Semantic concept-enriched dependence model for medical information retrieval

  • Authors:
  • Sungbin Choi;Jinwook Choi;Sooyoung Yoo;Heechun Kim;Youngho Lee

  • Affiliations:
  • Department of Biomedical Engineering, Seoul National University, Seoul, Republic of Korea;Department of Biomedical Engineering, Seoul National University, Seoul, Republic of Korea;Center for Medical Informatics, Seoul National University Bundang Hospital, Gyeonggi-do, Republic of Korea;Department of Biomedical Engineering, Seoul National University, Seoul, Republic of Korea;Department of Information Technology, Gachon University, Incheon, Republic of Korea

  • Venue:
  • Journal of Biomedical Informatics
  • Year:
  • 2014

Quantified Score

Hi-index 0.00

Visualization

Abstract

Objective: In medical information retrieval research, semantic resources have been mostly used by expanding the original query terms or estimating the concept importance weight. However, implicit term-dependency information contained in semantic concept terms has been overlooked or at least underused in most previous studies. In this study, we incorporate a semantic concept-based term-dependence feature into a formal retrieval model to improve its ranking performance. Design: Standardized medical concept terms used by medical professionals were assumed to have implicit dependency within the same concept.

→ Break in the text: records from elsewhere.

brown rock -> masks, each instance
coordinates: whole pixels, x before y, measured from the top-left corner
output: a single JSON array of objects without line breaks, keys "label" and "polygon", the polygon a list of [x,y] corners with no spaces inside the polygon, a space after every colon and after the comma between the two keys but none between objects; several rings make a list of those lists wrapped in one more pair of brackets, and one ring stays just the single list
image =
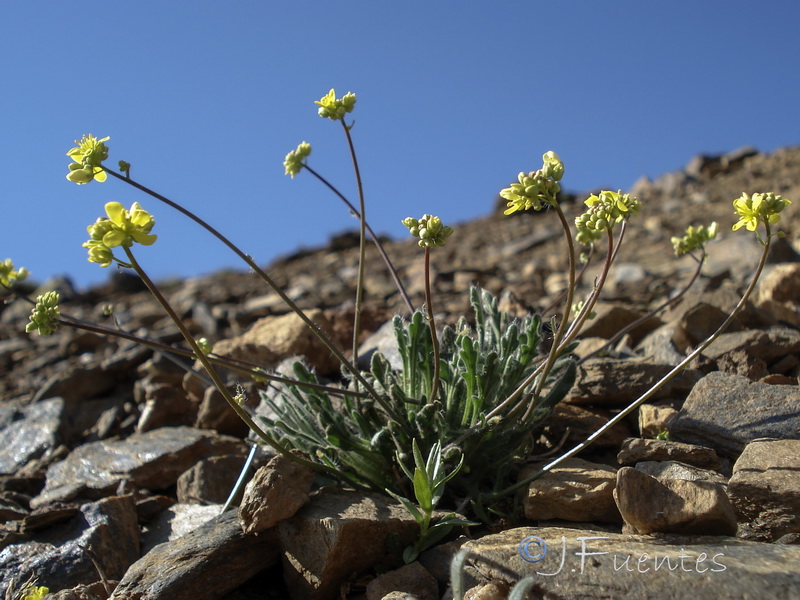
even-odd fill
[{"label": "brown rock", "polygon": [[[560,402],[553,409],[553,416],[547,425],[547,430],[554,439],[560,440],[566,435],[566,443],[575,445],[583,442],[600,427],[608,423],[612,416],[613,413],[611,411],[603,410],[602,408]],[[593,446],[595,448],[616,449],[632,433],[628,424],[625,421],[620,421],[600,436]]]},{"label": "brown rock", "polygon": [[800,263],[772,267],[758,282],[756,305],[778,321],[800,326]]},{"label": "brown rock", "polygon": [[[520,473],[524,479],[526,471]],[[614,503],[616,469],[569,458],[528,486],[525,517],[533,521],[564,519],[581,523],[619,523]]]},{"label": "brown rock", "polygon": [[633,465],[646,460],[677,460],[712,470],[721,466],[717,453],[711,448],[665,440],[628,438],[617,454],[617,461],[621,465]]},{"label": "brown rock", "polygon": [[[536,539],[545,552],[533,544],[526,552],[523,542]],[[532,577],[529,597],[535,598],[781,600],[800,590],[800,547],[733,537],[520,527],[471,540],[464,549],[465,588]]]},{"label": "brown rock", "polygon": [[239,454],[199,460],[178,477],[178,502],[224,504],[236,485],[245,459]]},{"label": "brown rock", "polygon": [[309,499],[314,471],[274,456],[247,484],[239,508],[245,533],[258,533],[293,516]]},{"label": "brown rock", "polygon": [[[575,385],[564,398],[574,404],[624,406],[649,390],[672,370],[671,365],[655,365],[632,360],[592,358],[578,367]],[[664,385],[653,399],[688,393],[700,373],[685,370]]]},{"label": "brown rock", "polygon": [[464,600],[506,600],[510,586],[502,581],[490,581],[467,590]]},{"label": "brown rock", "polygon": [[[321,330],[330,331],[330,323],[321,310],[309,310],[306,314]],[[336,358],[295,313],[259,319],[242,335],[214,344],[214,353],[264,368],[274,367],[290,356],[303,356],[323,375],[339,367]]]},{"label": "brown rock", "polygon": [[[277,534],[247,535],[228,511],[134,563],[115,600],[215,600],[275,564]],[[266,591],[266,590],[265,590]]]},{"label": "brown rock", "polygon": [[655,438],[663,431],[678,414],[671,406],[656,404],[642,404],[639,407],[639,433],[644,438]]},{"label": "brown rock", "polygon": [[631,467],[622,467],[617,472],[614,499],[632,533],[736,533],[733,506],[718,484],[658,480]]},{"label": "brown rock", "polygon": [[367,600],[383,600],[391,592],[410,594],[416,600],[439,600],[439,584],[418,562],[384,573],[367,584]]},{"label": "brown rock", "polygon": [[399,548],[416,541],[419,526],[402,506],[382,496],[323,491],[277,527],[284,578],[296,600],[334,600],[339,588]]},{"label": "brown rock", "polygon": [[800,532],[800,440],[755,440],[733,466],[728,495],[749,522],[748,537],[774,541]]}]

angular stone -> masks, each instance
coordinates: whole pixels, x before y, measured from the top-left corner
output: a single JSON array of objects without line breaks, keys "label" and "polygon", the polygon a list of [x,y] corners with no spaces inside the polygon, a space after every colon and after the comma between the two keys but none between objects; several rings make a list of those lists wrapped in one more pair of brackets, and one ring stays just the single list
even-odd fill
[{"label": "angular stone", "polygon": [[164,489],[198,460],[215,455],[244,456],[247,446],[234,438],[189,427],[164,427],[126,440],[84,444],[47,470],[44,490],[31,500],[33,508],[82,493],[105,496],[121,481]]},{"label": "angular stone", "polygon": [[387,542],[404,548],[419,526],[400,505],[382,496],[323,491],[277,527],[284,577],[294,600],[334,600],[340,586],[388,554]]},{"label": "angular stone", "polygon": [[712,372],[692,389],[669,432],[677,440],[736,458],[756,438],[800,439],[798,406],[797,386]]},{"label": "angular stone", "polygon": [[467,590],[464,600],[506,600],[511,586],[505,582],[490,581]]},{"label": "angular stone", "polygon": [[521,527],[464,548],[464,589],[533,577],[539,598],[782,600],[800,590],[800,547],[736,538]]},{"label": "angular stone", "polygon": [[[717,306],[698,302],[687,310],[678,321],[677,327],[673,331],[672,342],[678,350],[688,354],[700,342],[713,335],[729,314]],[[734,319],[725,332],[741,330],[742,324]]]},{"label": "angular stone", "polygon": [[[609,339],[616,335],[624,327],[640,319],[644,313],[631,309],[624,304],[611,304],[608,302],[598,302],[594,312],[596,317],[586,323],[581,330],[581,337],[601,337]],[[627,332],[631,336],[634,346],[648,333],[658,328],[661,321],[656,317],[649,317],[642,323],[633,327]]]},{"label": "angular stone", "polygon": [[[529,472],[520,473],[524,479]],[[569,458],[528,486],[522,501],[533,521],[563,519],[580,523],[619,523],[614,503],[616,469],[580,458]]]},{"label": "angular stone", "polygon": [[314,471],[282,455],[261,467],[244,491],[239,518],[245,533],[258,533],[293,516],[309,499]]},{"label": "angular stone", "polygon": [[27,406],[0,405],[0,475],[13,475],[29,461],[55,450],[63,410],[61,398]]},{"label": "angular stone", "polygon": [[[559,402],[553,409],[553,415],[547,424],[547,430],[554,439],[564,439],[566,444],[575,445],[600,429],[613,417],[613,413],[592,406],[578,406]],[[592,444],[594,448],[613,448],[616,450],[623,440],[633,435],[625,421],[620,421],[601,435]]]},{"label": "angular stone", "polygon": [[[137,382],[139,383],[139,382]],[[197,405],[180,386],[171,384],[142,384],[144,406],[136,431],[144,433],[162,427],[188,426],[194,423]]]},{"label": "angular stone", "polygon": [[153,548],[128,569],[111,598],[216,600],[275,564],[277,558],[274,530],[247,535],[236,511],[228,511]]},{"label": "angular stone", "polygon": [[164,542],[171,542],[191,533],[222,512],[222,505],[173,504],[147,523],[142,534],[142,556]]},{"label": "angular stone", "polygon": [[[649,390],[672,368],[671,365],[592,358],[578,367],[575,385],[564,401],[595,406],[624,406]],[[685,395],[700,377],[697,371],[685,370],[664,385],[653,399]]]},{"label": "angular stone", "polygon": [[712,470],[721,466],[717,453],[711,448],[666,440],[628,438],[617,454],[617,461],[621,465],[629,466],[646,460],[677,460]]},{"label": "angular stone", "polygon": [[418,562],[384,573],[367,584],[367,600],[383,600],[392,592],[410,594],[416,600],[439,600],[439,584]]},{"label": "angular stone", "polygon": [[637,462],[635,466],[637,471],[646,473],[660,481],[664,479],[685,479],[687,481],[710,481],[723,487],[728,485],[728,478],[721,473],[674,460],[643,461]]},{"label": "angular stone", "polygon": [[748,537],[774,541],[800,532],[800,440],[756,440],[733,466],[728,495]]},{"label": "angular stone", "polygon": [[224,504],[239,479],[245,460],[239,454],[230,454],[198,461],[178,477],[178,502]]},{"label": "angular stone", "polygon": [[655,438],[667,431],[667,426],[677,415],[678,411],[671,406],[642,404],[639,407],[639,433],[644,438]]},{"label": "angular stone", "polygon": [[724,488],[706,481],[658,480],[631,467],[617,472],[614,499],[632,533],[734,535],[736,514]]},{"label": "angular stone", "polygon": [[[330,330],[330,323],[321,310],[306,311],[306,314],[320,329]],[[339,366],[336,358],[295,313],[259,319],[242,335],[214,344],[214,353],[254,362],[264,368],[271,368],[289,356],[303,356],[323,375],[334,372]]]},{"label": "angular stone", "polygon": [[785,356],[800,353],[800,331],[788,327],[770,327],[723,333],[703,354],[716,360],[736,350],[772,365]]},{"label": "angular stone", "polygon": [[758,282],[756,305],[775,319],[800,327],[800,263],[773,266]]},{"label": "angular stone", "polygon": [[[139,525],[130,496],[84,504],[80,514],[59,526],[6,546],[0,552],[0,573],[14,573],[23,581],[35,576],[53,592],[93,583],[100,576],[86,549],[109,579],[120,579],[139,558]],[[2,579],[0,593],[8,583]]]}]

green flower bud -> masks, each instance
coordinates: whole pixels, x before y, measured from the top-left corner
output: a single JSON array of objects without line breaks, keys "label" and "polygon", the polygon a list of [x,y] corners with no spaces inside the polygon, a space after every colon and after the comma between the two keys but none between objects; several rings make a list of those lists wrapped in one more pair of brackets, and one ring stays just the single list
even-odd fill
[{"label": "green flower bud", "polygon": [[558,154],[552,150],[545,152],[542,161],[544,162],[542,173],[545,177],[559,181],[564,176],[564,163],[558,158]]},{"label": "green flower bud", "polygon": [[294,150],[286,155],[283,160],[283,166],[286,169],[286,175],[291,175],[292,179],[303,169],[303,161],[311,154],[311,144],[308,142],[301,142]]},{"label": "green flower bud", "polygon": [[110,138],[98,140],[91,133],[76,140],[77,147],[67,152],[74,162],[69,165],[70,172],[67,179],[77,184],[86,184],[90,181],[103,182],[108,177],[103,170],[102,162],[108,158],[107,142]]},{"label": "green flower bud", "polygon": [[200,352],[202,352],[204,356],[211,354],[213,344],[208,341],[208,338],[197,338],[195,342],[197,343],[197,347],[200,348]]},{"label": "green flower bud", "polygon": [[25,327],[27,333],[38,331],[39,335],[52,335],[58,329],[61,311],[58,303],[61,300],[58,292],[46,292],[36,298],[36,306],[31,311],[30,322]]},{"label": "green flower bud", "polygon": [[406,217],[402,223],[408,227],[408,232],[413,237],[419,238],[419,245],[423,248],[444,246],[453,233],[453,228],[443,225],[439,217],[427,214],[422,215],[419,220]]},{"label": "green flower bud", "polygon": [[500,197],[508,200],[504,214],[510,215],[520,210],[541,210],[545,204],[555,206],[556,197],[561,191],[558,184],[564,176],[564,164],[552,150],[542,156],[543,165],[538,171],[520,173],[518,183],[500,190]]},{"label": "green flower bud", "polygon": [[26,279],[29,274],[25,267],[14,270],[14,263],[10,258],[0,262],[0,285],[3,287],[10,288],[18,281]]},{"label": "green flower bud", "polygon": [[356,95],[348,92],[342,98],[336,98],[336,92],[331,89],[325,96],[315,101],[319,106],[317,111],[320,117],[340,121],[347,113],[353,112],[356,105]]}]

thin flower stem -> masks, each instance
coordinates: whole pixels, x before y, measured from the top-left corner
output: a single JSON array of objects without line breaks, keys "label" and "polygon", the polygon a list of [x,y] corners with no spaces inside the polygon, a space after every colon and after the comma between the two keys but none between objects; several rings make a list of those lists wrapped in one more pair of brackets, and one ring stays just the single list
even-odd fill
[{"label": "thin flower stem", "polygon": [[433,314],[433,294],[431,294],[431,249],[425,247],[425,307],[428,312],[428,326],[431,329],[433,344],[433,381],[428,402],[434,402],[439,393],[439,338],[436,335],[436,320]]},{"label": "thin flower stem", "polygon": [[[353,364],[358,365],[358,337],[361,333],[361,308],[364,301],[364,269],[367,260],[367,233],[366,233],[366,207],[364,202],[364,186],[361,181],[361,171],[358,168],[358,158],[356,158],[356,148],[353,145],[353,138],[350,135],[350,128],[341,119],[344,134],[347,137],[347,145],[350,148],[350,158],[353,161],[353,169],[356,175],[358,186],[358,205],[359,205],[359,232],[358,232],[358,279],[356,281],[356,306],[353,316]],[[358,389],[358,387],[356,387]]]},{"label": "thin flower stem", "polygon": [[[309,167],[307,164],[303,164],[303,168],[306,169],[311,175],[316,177],[320,183],[326,186],[331,192],[333,192],[339,199],[344,202],[347,208],[350,210],[350,213],[356,218],[361,218],[361,213],[356,210],[356,207],[351,204],[351,202],[342,194],[332,183],[330,183],[327,179],[325,179],[322,175],[317,173],[314,169]],[[366,221],[364,222],[364,226],[366,227],[367,231],[369,232],[370,237],[372,238],[372,242],[375,244],[375,248],[378,250],[378,254],[380,254],[383,262],[386,263],[386,268],[389,270],[389,275],[392,277],[395,286],[397,287],[397,291],[400,292],[400,296],[403,298],[403,302],[406,305],[409,313],[414,312],[414,305],[411,303],[411,299],[408,297],[408,293],[406,292],[405,286],[403,286],[403,282],[400,281],[400,276],[397,274],[397,269],[394,268],[392,261],[389,259],[389,255],[386,254],[386,249],[383,247],[380,239],[375,232],[372,230],[372,227],[369,226],[369,223]]]},{"label": "thin flower stem", "polygon": [[[547,379],[547,374],[550,372],[550,369],[553,367],[553,363],[558,356],[557,352],[560,349],[561,339],[566,332],[567,324],[569,323],[569,313],[570,308],[572,307],[572,300],[575,296],[575,244],[572,241],[572,233],[569,230],[569,224],[567,223],[567,218],[564,216],[564,211],[561,210],[561,207],[558,205],[557,202],[553,204],[556,214],[558,215],[559,221],[561,221],[561,226],[564,229],[564,235],[567,239],[567,250],[569,256],[569,282],[567,287],[567,298],[564,302],[564,312],[561,316],[561,323],[558,325],[556,330],[553,332],[553,343],[550,347],[550,352],[545,359],[545,362],[540,365],[533,373],[531,373],[522,384],[511,393],[511,395],[503,400],[503,402],[497,406],[489,415],[487,415],[487,419],[491,418],[498,411],[502,410],[501,407],[507,406],[508,404],[516,401],[520,398],[525,391],[525,388],[528,387],[531,383],[536,380],[536,377],[541,373],[539,376],[539,380],[536,383],[536,387],[533,391],[533,398],[534,401],[539,395],[542,393],[542,388],[544,387],[544,382]],[[509,415],[518,410],[517,407],[509,411]]]},{"label": "thin flower stem", "polygon": [[169,198],[162,196],[158,192],[155,192],[145,187],[144,185],[142,185],[137,181],[134,181],[130,177],[124,177],[122,175],[119,175],[118,173],[115,173],[111,169],[105,167],[104,169],[106,173],[108,173],[112,177],[115,177],[120,181],[124,181],[128,185],[135,187],[139,191],[144,192],[149,196],[152,196],[156,200],[163,202],[167,206],[170,206],[175,210],[177,210],[178,212],[180,212],[181,214],[189,217],[192,221],[203,227],[214,237],[220,240],[223,244],[225,244],[231,251],[234,252],[234,254],[236,254],[239,258],[241,258],[247,264],[248,267],[250,267],[259,277],[261,277],[261,279],[263,279],[267,283],[267,285],[269,285],[273,289],[273,291],[276,294],[278,294],[281,300],[283,300],[283,302],[286,303],[286,305],[291,310],[293,310],[298,317],[300,317],[303,323],[306,324],[306,326],[317,337],[317,339],[319,339],[320,342],[322,342],[322,344],[339,360],[339,362],[344,366],[344,368],[347,369],[353,375],[353,377],[364,387],[365,390],[367,390],[370,397],[374,399],[390,416],[397,418],[397,415],[394,413],[392,408],[380,396],[380,394],[378,394],[378,392],[375,391],[375,389],[369,384],[369,382],[366,379],[364,379],[364,377],[359,372],[358,368],[356,368],[352,364],[352,362],[348,361],[347,358],[345,358],[342,351],[336,347],[336,345],[331,341],[331,339],[327,335],[325,335],[322,329],[320,329],[320,327],[316,323],[314,323],[314,321],[308,318],[308,315],[306,315],[305,312],[303,312],[303,310],[299,306],[297,306],[297,304],[291,298],[289,298],[289,296],[286,295],[286,293],[280,288],[280,286],[276,284],[272,280],[272,278],[266,273],[266,271],[264,271],[261,267],[259,267],[249,255],[242,252],[238,248],[238,246],[236,246],[233,242],[231,242],[227,237],[222,235],[214,227],[206,223],[203,219],[195,215],[193,212],[182,207],[180,204],[177,204],[172,200],[170,200]]},{"label": "thin flower stem", "polygon": [[605,350],[605,349],[606,349],[606,348],[608,348],[609,346],[612,346],[612,345],[613,345],[613,344],[615,344],[615,343],[616,343],[616,342],[617,342],[617,341],[618,341],[620,338],[622,338],[622,336],[623,336],[623,335],[625,335],[626,333],[628,333],[628,332],[629,332],[631,329],[634,329],[636,326],[638,326],[638,325],[641,325],[642,323],[644,323],[645,321],[647,321],[647,319],[649,319],[650,317],[654,317],[655,315],[657,315],[658,313],[660,313],[660,312],[661,312],[662,310],[664,310],[665,308],[668,308],[668,307],[672,306],[672,305],[673,305],[673,304],[675,304],[675,303],[676,303],[678,300],[680,300],[681,298],[683,298],[683,296],[686,294],[686,292],[688,292],[688,291],[689,291],[689,289],[691,289],[691,287],[692,287],[692,286],[695,284],[695,282],[697,281],[697,278],[700,276],[700,272],[703,270],[703,263],[704,263],[704,261],[705,261],[705,258],[706,258],[706,251],[705,251],[705,249],[703,249],[703,250],[702,250],[702,256],[701,256],[699,259],[698,259],[698,258],[695,258],[695,257],[694,257],[694,255],[691,255],[691,254],[690,254],[690,256],[692,256],[692,258],[694,258],[694,259],[697,261],[697,268],[695,269],[695,271],[694,271],[694,274],[692,275],[692,278],[689,280],[689,283],[687,283],[687,284],[686,284],[686,285],[685,285],[685,286],[684,286],[684,287],[681,289],[681,291],[680,291],[680,292],[678,292],[677,294],[675,294],[675,295],[674,295],[672,298],[667,298],[667,299],[666,299],[664,302],[662,302],[661,304],[659,304],[659,305],[658,305],[656,308],[654,308],[653,310],[651,310],[651,311],[650,311],[650,312],[648,312],[647,314],[645,314],[645,315],[642,315],[641,317],[639,317],[638,319],[636,319],[636,320],[635,320],[635,321],[633,321],[632,323],[629,323],[628,325],[626,325],[625,327],[623,327],[622,329],[620,329],[620,330],[619,330],[617,333],[615,333],[615,334],[614,334],[612,337],[610,337],[610,338],[608,339],[608,341],[607,341],[605,344],[603,344],[602,346],[600,346],[600,347],[599,347],[597,350],[594,350],[593,352],[590,352],[590,353],[589,353],[589,354],[587,354],[586,356],[582,357],[582,358],[581,358],[581,359],[578,361],[578,364],[581,364],[581,363],[583,363],[583,362],[586,362],[587,360],[589,360],[589,359],[590,359],[590,358],[592,358],[593,356],[596,356],[597,354],[599,354],[600,352],[602,352],[603,350]]},{"label": "thin flower stem", "polygon": [[[587,271],[587,269],[589,268],[589,265],[592,262],[592,257],[594,256],[594,250],[595,250],[595,247],[594,247],[594,244],[592,244],[589,247],[589,255],[586,257],[586,262],[583,263],[583,266],[581,267],[581,270],[578,272],[578,275],[575,277],[575,286],[576,287],[578,285],[580,285],[581,281],[583,281],[583,276],[586,274],[586,271]],[[542,308],[540,311],[538,311],[539,314],[542,315],[542,316],[547,315],[551,310],[553,310],[553,308],[555,308],[555,306],[557,304],[559,304],[564,299],[564,296],[566,296],[566,295],[567,295],[567,290],[565,289],[558,296],[553,298],[553,300],[550,302],[550,304],[548,304],[547,306]]]},{"label": "thin flower stem", "polygon": [[575,317],[575,320],[569,326],[569,330],[567,331],[566,336],[564,336],[564,340],[561,342],[561,347],[559,348],[559,352],[561,352],[567,344],[571,343],[581,331],[583,324],[586,322],[586,319],[589,318],[589,315],[592,312],[595,304],[597,304],[597,299],[600,297],[600,292],[603,290],[603,286],[606,283],[606,279],[608,278],[608,271],[611,268],[611,263],[614,262],[614,258],[617,255],[617,251],[619,250],[620,242],[622,241],[622,234],[624,233],[624,229],[620,232],[620,239],[617,242],[617,245],[614,245],[614,236],[611,234],[611,230],[606,230],[606,234],[608,237],[608,252],[606,253],[606,260],[603,263],[603,267],[600,271],[600,276],[597,278],[597,282],[595,283],[594,287],[592,288],[592,292],[589,294],[589,298],[584,302],[583,307],[581,308],[578,315]]},{"label": "thin flower stem", "polygon": [[181,335],[183,335],[183,337],[186,340],[186,342],[192,348],[192,351],[194,352],[194,354],[197,357],[197,359],[202,363],[203,368],[208,373],[208,376],[211,377],[212,381],[214,382],[215,387],[219,390],[220,394],[222,394],[222,397],[225,398],[225,401],[230,405],[230,407],[233,409],[233,411],[236,413],[236,415],[242,421],[244,421],[244,423],[250,428],[250,430],[253,431],[256,435],[258,435],[258,437],[260,437],[265,443],[267,443],[270,446],[272,446],[273,448],[275,448],[275,450],[277,450],[278,452],[280,452],[281,454],[286,456],[288,459],[290,459],[290,460],[292,460],[292,461],[294,461],[294,462],[296,462],[298,464],[302,464],[302,465],[305,465],[307,467],[310,467],[312,469],[326,471],[326,472],[328,472],[328,473],[330,473],[332,475],[338,475],[338,473],[334,469],[331,469],[330,467],[328,467],[326,465],[322,465],[322,464],[319,464],[319,463],[312,462],[310,460],[306,460],[304,458],[301,458],[297,454],[290,452],[288,448],[286,448],[283,444],[278,442],[275,438],[273,438],[266,431],[264,431],[250,417],[250,415],[247,413],[247,411],[244,409],[244,407],[241,406],[233,398],[233,396],[231,396],[230,392],[228,391],[228,388],[225,386],[225,384],[220,379],[219,375],[217,374],[216,369],[214,369],[214,365],[212,365],[211,361],[208,360],[208,357],[206,357],[205,354],[203,354],[203,351],[197,345],[197,342],[195,341],[194,337],[189,332],[189,330],[186,328],[186,325],[184,325],[184,323],[181,320],[181,318],[178,316],[178,314],[175,312],[175,310],[172,308],[172,306],[169,304],[169,302],[167,302],[167,299],[164,298],[164,296],[161,294],[161,291],[153,283],[153,281],[150,279],[150,277],[147,275],[147,273],[144,271],[144,269],[136,261],[136,258],[134,257],[133,252],[131,252],[130,248],[123,247],[123,249],[125,250],[125,255],[128,257],[128,261],[130,262],[130,264],[133,267],[133,269],[136,271],[136,273],[138,273],[139,277],[142,278],[142,281],[147,286],[147,289],[150,290],[150,293],[153,294],[153,296],[155,297],[156,300],[158,300],[158,303],[161,305],[161,307],[164,309],[164,311],[169,315],[170,319],[172,319],[172,321],[178,327],[178,329],[181,332]]},{"label": "thin flower stem", "polygon": [[[706,340],[704,342],[702,342],[697,348],[695,348],[694,351],[691,354],[689,354],[680,363],[678,363],[669,373],[667,373],[666,375],[664,375],[664,377],[659,379],[644,394],[642,394],[636,400],[631,402],[627,407],[625,407],[624,410],[622,410],[620,413],[615,415],[611,420],[608,421],[608,423],[606,423],[605,425],[600,427],[597,431],[595,431],[592,435],[590,435],[584,441],[582,441],[581,443],[576,445],[570,451],[565,452],[564,454],[559,456],[557,459],[555,459],[555,460],[549,462],[548,464],[546,464],[545,466],[543,466],[539,471],[537,471],[536,473],[532,474],[530,477],[526,477],[525,479],[523,479],[523,480],[517,482],[516,484],[506,488],[505,490],[502,490],[501,492],[499,492],[497,494],[494,494],[492,496],[492,498],[495,498],[495,497],[499,498],[502,495],[512,493],[513,491],[518,490],[521,487],[524,487],[525,485],[529,484],[531,481],[534,481],[534,480],[538,479],[539,477],[541,477],[542,475],[544,475],[548,471],[554,469],[555,467],[560,465],[562,462],[564,462],[568,458],[572,458],[573,456],[575,456],[576,454],[578,454],[579,452],[584,450],[586,447],[588,447],[590,444],[592,444],[598,438],[600,438],[604,433],[606,433],[609,429],[611,429],[614,425],[616,425],[617,423],[622,421],[622,419],[627,417],[636,408],[638,408],[644,402],[646,402],[647,400],[652,398],[653,395],[658,390],[660,390],[662,387],[664,387],[664,385],[669,383],[678,373],[680,373],[695,358],[700,356],[700,354],[706,348],[708,348],[712,343],[714,343],[716,341],[716,339],[725,332],[725,330],[728,328],[728,326],[736,318],[736,315],[742,310],[744,305],[750,299],[750,295],[753,293],[753,290],[756,287],[756,283],[758,283],[759,277],[761,277],[761,272],[764,270],[764,265],[767,263],[767,254],[769,254],[769,245],[770,245],[770,240],[771,240],[771,234],[770,234],[769,222],[765,221],[764,225],[766,227],[766,241],[762,241],[762,244],[764,246],[764,250],[761,253],[761,259],[758,261],[758,266],[756,267],[755,273],[753,274],[753,278],[750,281],[750,285],[747,286],[747,289],[745,290],[745,292],[742,295],[742,297],[739,299],[739,302],[736,304],[736,306],[734,307],[733,311],[731,311],[731,313],[728,315],[728,317],[725,319],[725,321],[723,321],[722,325],[720,325],[714,333],[712,333],[708,338],[706,338]],[[491,500],[492,498],[489,498],[489,500]]]},{"label": "thin flower stem", "polygon": [[558,215],[558,220],[561,221],[561,226],[564,228],[564,235],[567,238],[567,249],[569,251],[569,287],[567,288],[567,298],[564,302],[564,314],[561,316],[561,323],[558,325],[558,329],[553,332],[553,345],[550,348],[550,353],[547,355],[542,376],[539,378],[539,382],[536,384],[536,389],[533,392],[534,401],[538,399],[539,394],[542,393],[547,374],[553,367],[553,363],[558,357],[559,350],[561,350],[561,340],[567,330],[569,313],[572,310],[572,301],[575,297],[575,244],[572,241],[572,233],[570,232],[567,218],[564,216],[564,211],[561,210],[561,206],[559,206],[558,202],[555,202],[554,206],[556,214]]}]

We hypothesized that, by elaborately revising the ranking algorithms to favor documents that preserve those implicit dependencies, the ranking performance could be improved. The implicit dependence features are harvested from the original query using MetaMap. These semantic concept-based dependence features were incorporated into a semantic concept-enriched dependence model (SCDM). We designed four different variants of the model, with each variant having distinct characteristics in the feature formulation method. Measurements: We performed leave-one-out cross validations on both a clinical document corpus (TREC Medical records track) and a medical literature corpus (OHSUMED), which are representative test collections in medical information retrieval research. Results: Our semantic concept-enriched dependence model consistently outperformed other state-of-the-art retrieval methods. Analysis shows that the performance gain has occurred independently of the concept's explicit importance in the query. Conclusion: By capturing implicit knowledge with regard to the query term relationships and incorporating them into a ranking model, we could build a more robust and effective retrieval model, independent of the concept importance.